Mengurangi emisi gas rumah kaca dan membatasi kenaikan suhu global adalah cara terbaik untuk kita menghindari dampak terburuk dari perubahan iklim. Kendati kita tidak dapat menghentikan presipitasi hujan deras akibat pemanasan global.
Hampir 1,5 miliar penduduk atau 20 persen dari populasi dunia berpotensi terdampak banjir. World Meteorological Organization menyatakan, setelah bencana El Nino, badai siklon dan banjir menjadi dua bencana yang paling banyak merenggut nyawa manusia.

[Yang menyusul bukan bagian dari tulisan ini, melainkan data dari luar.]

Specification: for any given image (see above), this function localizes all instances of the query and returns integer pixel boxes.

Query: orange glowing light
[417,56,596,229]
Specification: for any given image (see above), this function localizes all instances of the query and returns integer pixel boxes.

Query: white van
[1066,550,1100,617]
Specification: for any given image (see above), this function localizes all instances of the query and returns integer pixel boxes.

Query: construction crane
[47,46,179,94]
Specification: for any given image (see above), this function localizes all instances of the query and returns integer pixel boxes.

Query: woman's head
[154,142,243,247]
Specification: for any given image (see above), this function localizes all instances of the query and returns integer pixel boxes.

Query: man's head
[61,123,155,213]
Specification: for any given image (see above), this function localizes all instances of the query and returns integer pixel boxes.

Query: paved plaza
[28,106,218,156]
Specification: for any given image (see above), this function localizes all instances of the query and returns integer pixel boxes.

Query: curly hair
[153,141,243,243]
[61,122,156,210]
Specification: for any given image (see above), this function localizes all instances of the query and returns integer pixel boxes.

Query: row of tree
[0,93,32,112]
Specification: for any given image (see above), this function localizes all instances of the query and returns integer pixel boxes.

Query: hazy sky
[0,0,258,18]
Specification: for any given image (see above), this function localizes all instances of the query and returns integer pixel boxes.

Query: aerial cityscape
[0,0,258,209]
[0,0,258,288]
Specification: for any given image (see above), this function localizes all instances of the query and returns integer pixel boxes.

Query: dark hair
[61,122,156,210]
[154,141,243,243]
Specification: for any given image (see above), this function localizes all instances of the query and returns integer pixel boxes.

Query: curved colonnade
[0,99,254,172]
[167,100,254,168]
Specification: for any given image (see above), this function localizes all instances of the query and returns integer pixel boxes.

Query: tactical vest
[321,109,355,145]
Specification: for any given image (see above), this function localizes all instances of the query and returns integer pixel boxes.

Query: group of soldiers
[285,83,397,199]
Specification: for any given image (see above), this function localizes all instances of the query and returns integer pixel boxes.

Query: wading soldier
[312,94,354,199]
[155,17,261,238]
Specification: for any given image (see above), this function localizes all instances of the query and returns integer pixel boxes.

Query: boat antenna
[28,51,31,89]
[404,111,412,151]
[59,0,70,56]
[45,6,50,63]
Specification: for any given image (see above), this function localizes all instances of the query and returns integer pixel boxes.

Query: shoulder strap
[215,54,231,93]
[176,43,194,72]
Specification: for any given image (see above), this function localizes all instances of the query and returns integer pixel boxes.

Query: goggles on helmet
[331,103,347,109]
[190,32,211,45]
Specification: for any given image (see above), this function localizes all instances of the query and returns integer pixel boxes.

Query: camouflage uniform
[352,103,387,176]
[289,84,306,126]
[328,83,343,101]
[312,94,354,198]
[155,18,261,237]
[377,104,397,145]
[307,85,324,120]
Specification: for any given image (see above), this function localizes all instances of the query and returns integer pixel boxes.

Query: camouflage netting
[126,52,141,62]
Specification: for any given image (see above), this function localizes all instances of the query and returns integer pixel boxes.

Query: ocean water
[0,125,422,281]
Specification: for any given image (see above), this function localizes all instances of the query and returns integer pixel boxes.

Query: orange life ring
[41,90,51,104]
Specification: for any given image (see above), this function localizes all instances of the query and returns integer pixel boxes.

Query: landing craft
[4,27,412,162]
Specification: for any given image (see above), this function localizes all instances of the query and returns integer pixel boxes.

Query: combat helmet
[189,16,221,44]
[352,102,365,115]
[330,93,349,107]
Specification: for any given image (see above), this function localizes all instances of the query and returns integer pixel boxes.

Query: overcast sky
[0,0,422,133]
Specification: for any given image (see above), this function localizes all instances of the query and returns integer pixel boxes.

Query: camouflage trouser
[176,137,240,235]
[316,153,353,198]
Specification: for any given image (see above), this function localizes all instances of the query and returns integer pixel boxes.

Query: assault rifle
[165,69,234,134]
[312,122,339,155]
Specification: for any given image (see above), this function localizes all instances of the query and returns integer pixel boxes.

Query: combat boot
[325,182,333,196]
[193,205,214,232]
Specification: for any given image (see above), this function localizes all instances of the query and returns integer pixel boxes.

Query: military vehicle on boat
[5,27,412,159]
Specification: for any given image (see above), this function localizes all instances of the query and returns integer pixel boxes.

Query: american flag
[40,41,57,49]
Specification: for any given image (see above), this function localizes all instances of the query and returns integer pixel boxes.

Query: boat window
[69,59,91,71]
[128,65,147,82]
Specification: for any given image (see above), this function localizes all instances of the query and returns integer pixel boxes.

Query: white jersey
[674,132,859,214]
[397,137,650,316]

Ada beberapa upaya yang dapat ditempuh untuk mengurangi risiko banjir. Salah satunya menyiapkan upaya mitigasi atau pencegahan sebagai bagian dari rencana evakuasi. Misalnya, menyediakan perlengkapan tanggap darurat di rumah serta menanami pekarangan rumah dengan pepohonan dan tanaman hujan untuk menyaring limpasan air hujan. Hal ini dapat memberikan wadah alami untuk genangan sumur resapan air.
Selain itu, desain hunian dapat dikonstruksi sebagai wadah lahan basah air hujan dengan membangun “infrastruktur hijau”. Salah satunya dengan memulihkan daerah yang sering dilanda banjir dan menangkal pembangunan lahan di daerah yang berbatasan dengan anak sungai.
Laporan yang dibukukan NOAA’s National Centers for Environmental Information menyatakan, hanya dibutuhkan enam inci air mengalir untuk “menjatuhkan” seseorang. Bayangkan, kurang dari panjang telapak tangan! Selain itu, cukup dengan 12 hingga 18 inci air untuk membuat sebuah kendaraan mengapung.
Ingat, bahaya tersengat korsleting listrik yang dikonduksi dari genangan air sering kali jadi musibah yang tidak terduga. Maka itu, pastikan pula generator listrik terletak di area yang tidak berventilasi. Jika tidak, cedera serius kemungkinan besar akan terjadi.
Tindakan kecil seperti upaya mitigasi di atas dapat membantu menekan bahaya banjir akibat hujan lebat. Kendati curah hujan dan presipitasi yang kian meninggi sulit diantisipasi secara global, melakukan penanganan pribadi dapat mengurangi setidaknya risiko bencana di lingkungan sekitar.